Wednesday, January 25, 2023

Books You Might Not Get to Read

Hello, children!

A young friend was reading one of the more obscure Oz books by L. Frank Baum to her son, and she came to a part, a character, which she considered racist. She stopped reading and set the book down.

When she talked about this, it made me reflect on how I was raised. No one ever did not read a book to me because it was racist.

I was at an estate sale here on the island a few years ago and saw a book titled “Little Brown Koko,” and I thought, wow! I had that book when I was little.

The book cover was bright blue, with a colorful picture on the front of Little Brown Koko and his Mammy (think  Aunt Jemima, or Hattie McDaniels in “Gone with the Wind”).

I picked the book up and began reading. Oh! Holy gazoly carp shucks! I could not believe my eyes. These stories were written in the clueless racist void of their time, by a woman named Blanche Seale Hunt. She wrote the Little Brown Koko stories for a radio show that ran through the 1930s until 1941. They were little morality tales for the (white) boys and girls. In my experience raising kids, the Berenstain Bears did a much better job of morality tales, for all boys and girls, as well as non-binary children, but don’t get me started.

Seeing that book 60 years down the road made me realize – again - how children my age and younger were and are raised with the bland acceptance of the racism which is the norm in our society.

That is why we white Americans are so dense about what is racist and what is not, and how hard it is to open our eyes to the things we took for granted in our understanding of life and our society.

If you asked us as children if we were racist, we would probably ask, what’s a racist?

Then we would say, oh, heck no. Don’t be silly.

Long story even longer, L. Frank Baum, who wrote the Oz books, was writing at a time (19th century) when racism was simply the way it was. Lincoln issued the Emancipation Proclamation in 1863, and then the Union had to win the Civil War to make it stick.

Rick’s Aunt Dodie wanted Rick to uproot the family and move us back to Ohio, where Rick and I and the kids would be close to his mother’s family. She was surprised when he told her he couldn’t move back to Ohio because of the racism there.

“But, Ricky, that’s just the way it is,” she said, and she was correct.

I don’t think Little Brown Koko is coming out in any new printings. Even most white people would understand why not.

Then there are the Uncle Remus stories by Joel Chandler Harris, although I believe the Uncle Remus stories had a much wider circulation and more complex history than Little Brown Koko.

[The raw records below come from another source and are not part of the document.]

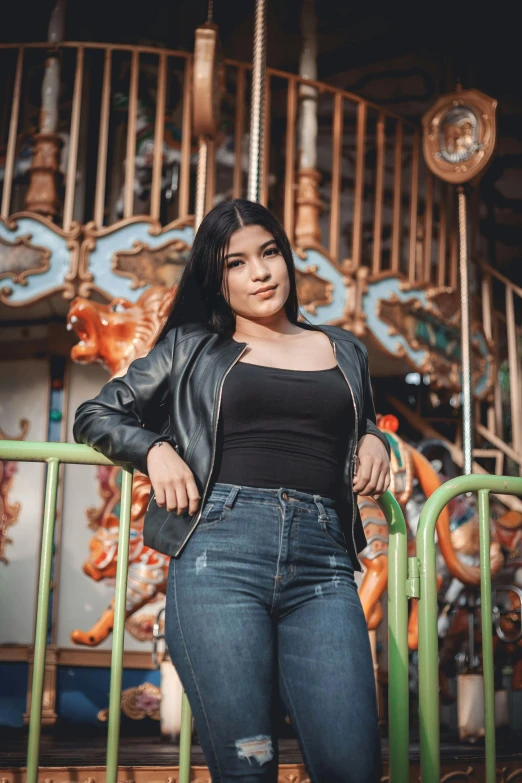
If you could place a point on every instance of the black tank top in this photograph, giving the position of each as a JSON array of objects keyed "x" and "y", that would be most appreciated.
[{"x": 283, "y": 428}]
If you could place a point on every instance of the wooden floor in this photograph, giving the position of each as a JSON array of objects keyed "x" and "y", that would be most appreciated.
[
  {"x": 78, "y": 748},
  {"x": 81, "y": 756}
]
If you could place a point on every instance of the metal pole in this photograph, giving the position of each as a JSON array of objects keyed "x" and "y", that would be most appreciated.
[
  {"x": 487, "y": 636},
  {"x": 398, "y": 695},
  {"x": 120, "y": 601},
  {"x": 42, "y": 616},
  {"x": 257, "y": 109},
  {"x": 201, "y": 182},
  {"x": 467, "y": 410},
  {"x": 428, "y": 639}
]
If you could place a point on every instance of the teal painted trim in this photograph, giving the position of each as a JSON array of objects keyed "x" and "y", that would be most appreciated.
[{"x": 41, "y": 236}]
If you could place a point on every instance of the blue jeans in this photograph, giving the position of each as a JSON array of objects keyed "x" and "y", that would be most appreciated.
[{"x": 262, "y": 603}]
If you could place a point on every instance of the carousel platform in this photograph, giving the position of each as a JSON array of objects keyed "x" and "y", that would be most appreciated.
[{"x": 80, "y": 756}]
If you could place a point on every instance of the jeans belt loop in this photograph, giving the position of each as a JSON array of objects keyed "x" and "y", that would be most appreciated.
[
  {"x": 231, "y": 499},
  {"x": 322, "y": 511}
]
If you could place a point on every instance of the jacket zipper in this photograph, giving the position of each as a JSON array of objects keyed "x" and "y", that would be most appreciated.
[
  {"x": 353, "y": 457},
  {"x": 216, "y": 417}
]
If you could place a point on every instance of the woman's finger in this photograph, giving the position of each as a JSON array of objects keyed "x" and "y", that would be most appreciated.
[
  {"x": 170, "y": 497},
  {"x": 193, "y": 495},
  {"x": 362, "y": 474},
  {"x": 181, "y": 492},
  {"x": 159, "y": 496}
]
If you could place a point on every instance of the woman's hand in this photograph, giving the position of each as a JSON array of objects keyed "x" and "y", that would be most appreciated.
[
  {"x": 372, "y": 474},
  {"x": 172, "y": 480}
]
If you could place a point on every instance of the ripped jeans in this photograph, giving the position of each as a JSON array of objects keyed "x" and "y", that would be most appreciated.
[{"x": 262, "y": 603}]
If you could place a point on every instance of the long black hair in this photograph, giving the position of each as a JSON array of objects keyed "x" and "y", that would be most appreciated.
[{"x": 197, "y": 298}]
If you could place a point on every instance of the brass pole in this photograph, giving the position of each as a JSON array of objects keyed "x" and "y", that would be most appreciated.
[
  {"x": 257, "y": 107},
  {"x": 467, "y": 411}
]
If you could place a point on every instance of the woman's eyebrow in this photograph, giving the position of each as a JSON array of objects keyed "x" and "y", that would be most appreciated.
[{"x": 261, "y": 247}]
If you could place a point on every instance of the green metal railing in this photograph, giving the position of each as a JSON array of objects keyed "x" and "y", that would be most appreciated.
[
  {"x": 423, "y": 568},
  {"x": 56, "y": 453}
]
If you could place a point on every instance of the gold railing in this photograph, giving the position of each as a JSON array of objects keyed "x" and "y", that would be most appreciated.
[
  {"x": 499, "y": 420},
  {"x": 377, "y": 205}
]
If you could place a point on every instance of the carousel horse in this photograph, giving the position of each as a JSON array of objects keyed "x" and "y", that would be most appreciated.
[
  {"x": 408, "y": 467},
  {"x": 114, "y": 335}
]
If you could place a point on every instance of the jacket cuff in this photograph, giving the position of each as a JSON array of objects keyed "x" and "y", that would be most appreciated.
[{"x": 372, "y": 429}]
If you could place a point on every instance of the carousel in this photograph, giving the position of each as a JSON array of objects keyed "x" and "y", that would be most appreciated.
[{"x": 110, "y": 155}]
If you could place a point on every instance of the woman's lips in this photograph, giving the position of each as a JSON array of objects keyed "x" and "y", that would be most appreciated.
[{"x": 266, "y": 294}]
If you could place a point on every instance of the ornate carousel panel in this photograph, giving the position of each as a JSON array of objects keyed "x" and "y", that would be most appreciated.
[
  {"x": 36, "y": 259},
  {"x": 24, "y": 395},
  {"x": 121, "y": 260},
  {"x": 89, "y": 549}
]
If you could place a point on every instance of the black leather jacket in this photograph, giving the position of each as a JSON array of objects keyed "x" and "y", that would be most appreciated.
[{"x": 174, "y": 394}]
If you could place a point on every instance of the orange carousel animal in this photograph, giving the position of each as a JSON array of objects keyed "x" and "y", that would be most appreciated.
[
  {"x": 114, "y": 335},
  {"x": 406, "y": 464}
]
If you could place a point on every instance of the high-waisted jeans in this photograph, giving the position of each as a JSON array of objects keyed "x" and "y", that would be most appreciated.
[{"x": 262, "y": 604}]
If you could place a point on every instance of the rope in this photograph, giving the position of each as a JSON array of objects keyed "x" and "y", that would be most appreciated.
[
  {"x": 467, "y": 405},
  {"x": 257, "y": 110}
]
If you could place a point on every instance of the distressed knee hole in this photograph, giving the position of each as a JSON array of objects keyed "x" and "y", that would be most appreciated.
[
  {"x": 201, "y": 562},
  {"x": 258, "y": 748}
]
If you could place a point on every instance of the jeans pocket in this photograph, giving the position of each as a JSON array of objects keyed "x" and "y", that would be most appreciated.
[
  {"x": 331, "y": 527},
  {"x": 213, "y": 514}
]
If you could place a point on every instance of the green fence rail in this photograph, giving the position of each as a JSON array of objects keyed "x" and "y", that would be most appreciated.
[
  {"x": 424, "y": 566},
  {"x": 55, "y": 454}
]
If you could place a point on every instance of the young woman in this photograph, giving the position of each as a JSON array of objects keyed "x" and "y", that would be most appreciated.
[{"x": 257, "y": 431}]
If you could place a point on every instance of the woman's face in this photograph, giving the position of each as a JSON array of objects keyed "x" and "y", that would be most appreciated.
[{"x": 254, "y": 262}]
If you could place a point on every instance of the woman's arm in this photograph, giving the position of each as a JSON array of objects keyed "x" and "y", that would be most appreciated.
[
  {"x": 113, "y": 422},
  {"x": 368, "y": 425},
  {"x": 372, "y": 475}
]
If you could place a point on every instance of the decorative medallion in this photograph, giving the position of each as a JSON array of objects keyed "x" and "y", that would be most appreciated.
[
  {"x": 147, "y": 265},
  {"x": 459, "y": 135}
]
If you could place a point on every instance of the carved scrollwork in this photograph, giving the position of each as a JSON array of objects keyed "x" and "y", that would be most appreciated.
[
  {"x": 19, "y": 259},
  {"x": 145, "y": 262},
  {"x": 147, "y": 265},
  {"x": 313, "y": 291},
  {"x": 24, "y": 256}
]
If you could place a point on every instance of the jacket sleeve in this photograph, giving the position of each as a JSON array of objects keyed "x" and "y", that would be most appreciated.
[
  {"x": 115, "y": 421},
  {"x": 367, "y": 425}
]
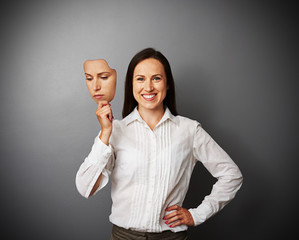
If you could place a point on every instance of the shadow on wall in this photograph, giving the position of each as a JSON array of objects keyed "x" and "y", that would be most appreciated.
[{"x": 244, "y": 217}]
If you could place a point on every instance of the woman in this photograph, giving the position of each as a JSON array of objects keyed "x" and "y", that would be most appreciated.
[{"x": 152, "y": 152}]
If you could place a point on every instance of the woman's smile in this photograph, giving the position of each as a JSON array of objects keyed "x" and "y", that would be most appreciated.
[
  {"x": 149, "y": 84},
  {"x": 149, "y": 97}
]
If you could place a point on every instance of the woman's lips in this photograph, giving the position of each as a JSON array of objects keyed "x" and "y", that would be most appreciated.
[
  {"x": 98, "y": 96},
  {"x": 149, "y": 97}
]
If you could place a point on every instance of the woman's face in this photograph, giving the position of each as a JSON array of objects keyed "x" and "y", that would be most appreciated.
[
  {"x": 100, "y": 80},
  {"x": 149, "y": 84}
]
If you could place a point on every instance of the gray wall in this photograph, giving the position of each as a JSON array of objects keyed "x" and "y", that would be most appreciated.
[{"x": 234, "y": 66}]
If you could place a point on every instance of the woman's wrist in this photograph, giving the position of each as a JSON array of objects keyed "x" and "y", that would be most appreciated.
[{"x": 105, "y": 135}]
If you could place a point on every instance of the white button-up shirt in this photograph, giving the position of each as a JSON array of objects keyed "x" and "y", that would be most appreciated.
[{"x": 151, "y": 170}]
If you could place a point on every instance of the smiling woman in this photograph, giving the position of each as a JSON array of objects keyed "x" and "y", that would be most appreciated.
[
  {"x": 150, "y": 87},
  {"x": 152, "y": 153}
]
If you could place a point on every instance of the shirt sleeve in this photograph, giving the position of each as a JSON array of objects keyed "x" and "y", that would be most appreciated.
[
  {"x": 222, "y": 167},
  {"x": 99, "y": 161}
]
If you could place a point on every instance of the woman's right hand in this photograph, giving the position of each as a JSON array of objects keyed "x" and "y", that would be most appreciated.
[{"x": 105, "y": 116}]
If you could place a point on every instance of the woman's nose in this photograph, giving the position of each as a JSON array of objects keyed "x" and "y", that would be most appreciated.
[{"x": 96, "y": 85}]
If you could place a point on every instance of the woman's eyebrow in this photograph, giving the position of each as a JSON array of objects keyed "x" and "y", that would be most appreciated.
[{"x": 99, "y": 73}]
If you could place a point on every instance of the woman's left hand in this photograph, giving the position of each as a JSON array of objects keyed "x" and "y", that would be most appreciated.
[{"x": 179, "y": 216}]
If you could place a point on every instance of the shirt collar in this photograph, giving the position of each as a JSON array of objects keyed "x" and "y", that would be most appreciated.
[{"x": 135, "y": 116}]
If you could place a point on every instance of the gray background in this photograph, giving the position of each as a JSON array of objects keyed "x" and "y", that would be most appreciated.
[{"x": 234, "y": 67}]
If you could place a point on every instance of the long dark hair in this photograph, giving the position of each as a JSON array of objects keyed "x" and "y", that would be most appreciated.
[{"x": 130, "y": 103}]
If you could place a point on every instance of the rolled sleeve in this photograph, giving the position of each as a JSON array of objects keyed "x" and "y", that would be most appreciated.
[{"x": 99, "y": 161}]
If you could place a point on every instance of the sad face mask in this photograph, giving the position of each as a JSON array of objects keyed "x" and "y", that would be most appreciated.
[{"x": 100, "y": 80}]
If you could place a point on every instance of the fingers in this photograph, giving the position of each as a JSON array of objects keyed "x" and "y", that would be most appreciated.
[{"x": 179, "y": 216}]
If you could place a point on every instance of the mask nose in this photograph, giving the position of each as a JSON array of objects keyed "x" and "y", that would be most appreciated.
[
  {"x": 96, "y": 85},
  {"x": 148, "y": 86}
]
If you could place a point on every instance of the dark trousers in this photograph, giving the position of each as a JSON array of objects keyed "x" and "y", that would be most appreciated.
[{"x": 119, "y": 233}]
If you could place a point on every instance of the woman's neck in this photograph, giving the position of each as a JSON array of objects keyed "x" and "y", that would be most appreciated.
[{"x": 151, "y": 116}]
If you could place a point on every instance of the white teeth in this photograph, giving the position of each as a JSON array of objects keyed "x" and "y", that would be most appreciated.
[{"x": 148, "y": 96}]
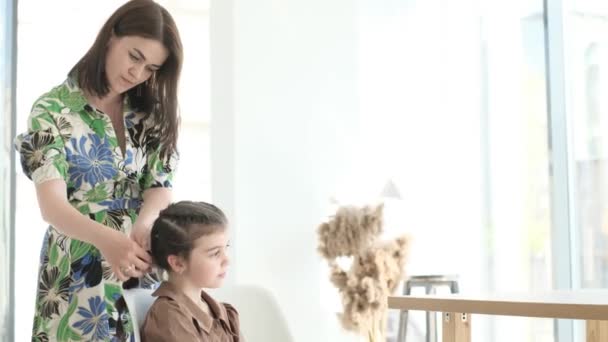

Those stories are based on African folklore that Harris first heard at Turnwold Plantation where he went to work at the age of fourteen. Harris spent his time off in the slave quarters. His background as an outsider - the illegitimate, red-headed son of an Irish immigrant – made him feel more connected and comfortable with the slaves. He absorbed the stories, language, and inflections of the slaves he knew there. Their stories later became the foundation and inspiration for Harris's Tales of Uncle Remus.

Thing is, Uncle Remus is a retired old slave telling stories in slave dialect to the rosy cheeked white children who lived in the big house. Uncle Remus’s stories of Brer Rabbit and the other animals – Brer Fox and Brer Bear - were Joel Chandler Harris’s attempt to preserve the African stories he had heard from the slaves.

His efforts are not appreciated now.

Walt Disney made a film, “The Song of the South,” of the Uncle Remus stories, and published comic books with Brer Rabbit, that wily trickster, which I read when I was a child.

The trickster is a common character in world folklore, but Brer Rabbit does not get much press anymore. Don’t look for “The Song of the South,” to be re-released anytime soon, or for anyone to do a cover of, “Zippity Doo Dah,” either, which is a darn catchy tune.

Times have changed, but based on what I’ve seen, I doubt there will ever be true equality of the races in America - not for a long, long time, anyway. Some people need to look down on other people to feel better about themselves.

I think that those of us who realize that we absorbed racism, and we are carriers, need to change what we can, as we can.

I am not saying that will be easy. We are such well-meaning, clueless people, most of us; but we are responsible for our beliefs and behaviors all the same. Dang, huh?